Paramount brought into service two additional water disposal wells towards the end of the first quarter of 2020. These new wells are anticipated to reduce operating costs in the second quarter of 2020 and beyond by reducing the need to truck and dispose of water at third-party facilities. Trucking is expected to be reduced even further upon the start-up of the third-party Karr 6-18 expansion in the second half of 2020 as additional high-pressure pumps will facilitate increased transportation of water to the disposal wells. The Company estimates that with the addition of these wells and related infrastructure, water disposal capacity is now sufficient to meet development needs for the foreseeable future.

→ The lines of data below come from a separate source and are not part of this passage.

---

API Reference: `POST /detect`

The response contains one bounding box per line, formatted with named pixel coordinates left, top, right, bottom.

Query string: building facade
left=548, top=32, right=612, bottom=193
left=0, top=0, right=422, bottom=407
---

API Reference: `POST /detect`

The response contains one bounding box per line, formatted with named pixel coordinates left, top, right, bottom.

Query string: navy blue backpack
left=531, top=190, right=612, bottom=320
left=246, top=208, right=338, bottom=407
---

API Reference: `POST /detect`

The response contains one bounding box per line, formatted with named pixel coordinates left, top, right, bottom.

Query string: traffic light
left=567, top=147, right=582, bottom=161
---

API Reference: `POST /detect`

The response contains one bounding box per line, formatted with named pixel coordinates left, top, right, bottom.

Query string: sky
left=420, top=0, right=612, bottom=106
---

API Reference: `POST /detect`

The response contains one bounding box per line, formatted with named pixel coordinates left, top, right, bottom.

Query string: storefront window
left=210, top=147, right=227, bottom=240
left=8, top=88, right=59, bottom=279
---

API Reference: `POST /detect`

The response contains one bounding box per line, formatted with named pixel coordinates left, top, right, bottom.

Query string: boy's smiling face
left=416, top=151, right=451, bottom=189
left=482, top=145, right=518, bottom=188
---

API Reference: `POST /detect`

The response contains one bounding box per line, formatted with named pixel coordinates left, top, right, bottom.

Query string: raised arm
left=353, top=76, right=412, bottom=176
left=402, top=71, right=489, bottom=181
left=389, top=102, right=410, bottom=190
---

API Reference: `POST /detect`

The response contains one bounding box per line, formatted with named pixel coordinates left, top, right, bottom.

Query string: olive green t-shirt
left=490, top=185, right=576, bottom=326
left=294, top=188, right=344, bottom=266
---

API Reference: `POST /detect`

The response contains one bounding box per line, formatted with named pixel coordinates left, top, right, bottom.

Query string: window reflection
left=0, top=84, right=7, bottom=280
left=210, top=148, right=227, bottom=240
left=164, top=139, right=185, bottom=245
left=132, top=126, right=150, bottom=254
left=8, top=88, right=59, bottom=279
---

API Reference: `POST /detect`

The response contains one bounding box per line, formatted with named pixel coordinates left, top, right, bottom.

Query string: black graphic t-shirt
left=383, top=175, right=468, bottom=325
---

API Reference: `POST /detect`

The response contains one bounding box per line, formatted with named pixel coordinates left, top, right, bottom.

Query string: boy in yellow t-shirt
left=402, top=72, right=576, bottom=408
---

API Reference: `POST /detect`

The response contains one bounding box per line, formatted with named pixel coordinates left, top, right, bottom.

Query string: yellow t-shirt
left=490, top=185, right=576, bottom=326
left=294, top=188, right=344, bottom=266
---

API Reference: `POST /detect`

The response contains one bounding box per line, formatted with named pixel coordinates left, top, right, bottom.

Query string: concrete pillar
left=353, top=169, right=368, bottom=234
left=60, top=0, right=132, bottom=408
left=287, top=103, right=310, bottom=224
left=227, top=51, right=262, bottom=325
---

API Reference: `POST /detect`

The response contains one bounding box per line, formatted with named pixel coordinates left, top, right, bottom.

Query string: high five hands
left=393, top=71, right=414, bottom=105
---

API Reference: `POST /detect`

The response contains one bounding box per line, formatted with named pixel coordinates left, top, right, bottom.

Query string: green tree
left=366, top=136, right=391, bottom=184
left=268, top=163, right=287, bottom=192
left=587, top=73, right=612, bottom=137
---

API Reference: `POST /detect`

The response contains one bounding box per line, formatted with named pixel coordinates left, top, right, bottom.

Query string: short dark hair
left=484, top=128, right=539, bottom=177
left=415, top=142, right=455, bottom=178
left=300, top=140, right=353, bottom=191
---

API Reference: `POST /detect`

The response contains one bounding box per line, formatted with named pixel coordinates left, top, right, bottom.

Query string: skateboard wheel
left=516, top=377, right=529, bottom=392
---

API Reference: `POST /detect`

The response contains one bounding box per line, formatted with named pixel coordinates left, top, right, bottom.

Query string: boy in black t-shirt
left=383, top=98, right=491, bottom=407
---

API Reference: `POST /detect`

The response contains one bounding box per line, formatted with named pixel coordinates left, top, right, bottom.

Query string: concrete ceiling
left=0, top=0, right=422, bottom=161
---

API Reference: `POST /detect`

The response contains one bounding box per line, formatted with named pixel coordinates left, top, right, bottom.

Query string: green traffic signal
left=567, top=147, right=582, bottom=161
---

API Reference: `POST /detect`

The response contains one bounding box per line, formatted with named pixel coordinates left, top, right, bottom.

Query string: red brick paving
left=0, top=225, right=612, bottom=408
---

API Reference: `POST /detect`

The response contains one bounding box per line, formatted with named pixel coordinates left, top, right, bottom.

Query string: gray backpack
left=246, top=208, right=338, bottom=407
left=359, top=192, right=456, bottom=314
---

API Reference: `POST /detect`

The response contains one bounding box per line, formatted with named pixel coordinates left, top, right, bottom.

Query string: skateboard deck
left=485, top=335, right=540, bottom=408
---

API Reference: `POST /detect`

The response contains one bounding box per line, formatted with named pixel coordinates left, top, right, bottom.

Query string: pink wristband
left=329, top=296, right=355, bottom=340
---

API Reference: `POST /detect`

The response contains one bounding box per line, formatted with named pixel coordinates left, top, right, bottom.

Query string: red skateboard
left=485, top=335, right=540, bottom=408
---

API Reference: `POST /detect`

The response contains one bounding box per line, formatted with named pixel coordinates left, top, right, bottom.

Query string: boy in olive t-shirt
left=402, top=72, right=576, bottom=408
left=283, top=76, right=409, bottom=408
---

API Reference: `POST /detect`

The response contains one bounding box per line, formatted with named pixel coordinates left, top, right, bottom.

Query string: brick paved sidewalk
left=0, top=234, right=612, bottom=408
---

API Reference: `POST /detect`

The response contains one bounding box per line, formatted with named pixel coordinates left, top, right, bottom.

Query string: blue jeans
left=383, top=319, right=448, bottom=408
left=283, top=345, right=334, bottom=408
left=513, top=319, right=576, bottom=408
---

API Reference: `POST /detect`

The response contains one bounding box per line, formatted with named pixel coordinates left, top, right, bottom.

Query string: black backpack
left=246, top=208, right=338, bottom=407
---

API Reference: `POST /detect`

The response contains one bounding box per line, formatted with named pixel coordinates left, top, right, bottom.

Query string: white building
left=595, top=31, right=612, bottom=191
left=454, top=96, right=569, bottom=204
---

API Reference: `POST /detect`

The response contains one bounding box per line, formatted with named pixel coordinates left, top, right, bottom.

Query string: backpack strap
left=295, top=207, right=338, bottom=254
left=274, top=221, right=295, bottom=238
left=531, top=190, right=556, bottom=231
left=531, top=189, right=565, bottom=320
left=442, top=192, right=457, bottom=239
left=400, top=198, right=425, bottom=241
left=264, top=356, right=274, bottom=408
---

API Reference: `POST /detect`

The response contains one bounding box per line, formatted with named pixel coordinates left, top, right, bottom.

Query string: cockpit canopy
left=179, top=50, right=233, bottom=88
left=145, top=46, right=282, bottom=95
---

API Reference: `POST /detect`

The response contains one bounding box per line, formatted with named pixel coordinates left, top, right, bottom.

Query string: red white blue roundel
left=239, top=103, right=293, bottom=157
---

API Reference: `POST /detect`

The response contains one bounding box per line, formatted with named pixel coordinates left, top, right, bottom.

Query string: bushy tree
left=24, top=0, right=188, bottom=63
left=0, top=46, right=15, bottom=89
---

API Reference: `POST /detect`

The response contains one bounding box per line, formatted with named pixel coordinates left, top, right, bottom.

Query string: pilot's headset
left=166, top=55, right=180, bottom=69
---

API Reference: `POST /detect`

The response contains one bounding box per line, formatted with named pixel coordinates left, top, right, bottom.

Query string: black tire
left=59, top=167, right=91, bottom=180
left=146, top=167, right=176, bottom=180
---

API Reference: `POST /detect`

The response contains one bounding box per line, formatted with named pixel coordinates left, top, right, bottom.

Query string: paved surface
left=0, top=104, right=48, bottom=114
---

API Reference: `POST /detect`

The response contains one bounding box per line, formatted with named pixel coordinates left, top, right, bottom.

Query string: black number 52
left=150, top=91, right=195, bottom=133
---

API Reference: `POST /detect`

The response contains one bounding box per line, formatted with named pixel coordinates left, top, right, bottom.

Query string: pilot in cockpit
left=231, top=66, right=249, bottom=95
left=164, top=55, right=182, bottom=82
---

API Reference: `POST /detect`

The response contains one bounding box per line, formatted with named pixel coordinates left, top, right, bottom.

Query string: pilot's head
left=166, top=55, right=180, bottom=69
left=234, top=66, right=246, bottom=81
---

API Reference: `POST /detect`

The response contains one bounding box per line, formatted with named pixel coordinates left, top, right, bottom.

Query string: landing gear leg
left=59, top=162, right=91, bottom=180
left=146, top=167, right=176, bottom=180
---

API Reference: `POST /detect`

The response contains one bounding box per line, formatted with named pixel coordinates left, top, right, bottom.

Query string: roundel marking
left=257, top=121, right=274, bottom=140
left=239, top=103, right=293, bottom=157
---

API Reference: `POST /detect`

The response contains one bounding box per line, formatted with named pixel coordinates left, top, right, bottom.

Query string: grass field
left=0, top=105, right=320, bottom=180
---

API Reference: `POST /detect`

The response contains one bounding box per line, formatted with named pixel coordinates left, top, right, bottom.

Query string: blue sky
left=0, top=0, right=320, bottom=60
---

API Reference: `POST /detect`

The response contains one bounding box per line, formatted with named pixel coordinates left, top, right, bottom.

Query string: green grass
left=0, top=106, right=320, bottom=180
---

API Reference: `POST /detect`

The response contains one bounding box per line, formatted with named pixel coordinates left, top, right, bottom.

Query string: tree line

Drilling operations on 5 (5.0 net) wells on the 12-18 pad that commenced in the fourth quarter of 2019 were completed in the first quarter of 2020. New drill bit technology and improved directional drilling performance resulted in an 18 percent decrease in per meter costs on an Upper Montney well relative to equivalent wells on prior pads. Likewise, the Company saw improved efficiencies in its completion operations with a 25 percent increase in peak fracking stages per day at the 12-18 pad. Paramount continues to incorporate cost savings through design changes that maintain performance without compromising on completion effectiveness.
The streamlining of pad facility design combined with improved execution and strategic alliances with key vendors has proven effective in reducing equipping and tie-in costs. The Company anticipates savings of approximately 10 percent on upcoming pads with the potential for further reductions based on recent discussions with its key vendors. In aggregate, Paramount estimates that the all-in DCET cost on the 12-18 pad will average approximately $9.5 million per well; a new pacesetter cost for the Company. This compares with historic type well DCET costs of $12.3 million per well in Karr.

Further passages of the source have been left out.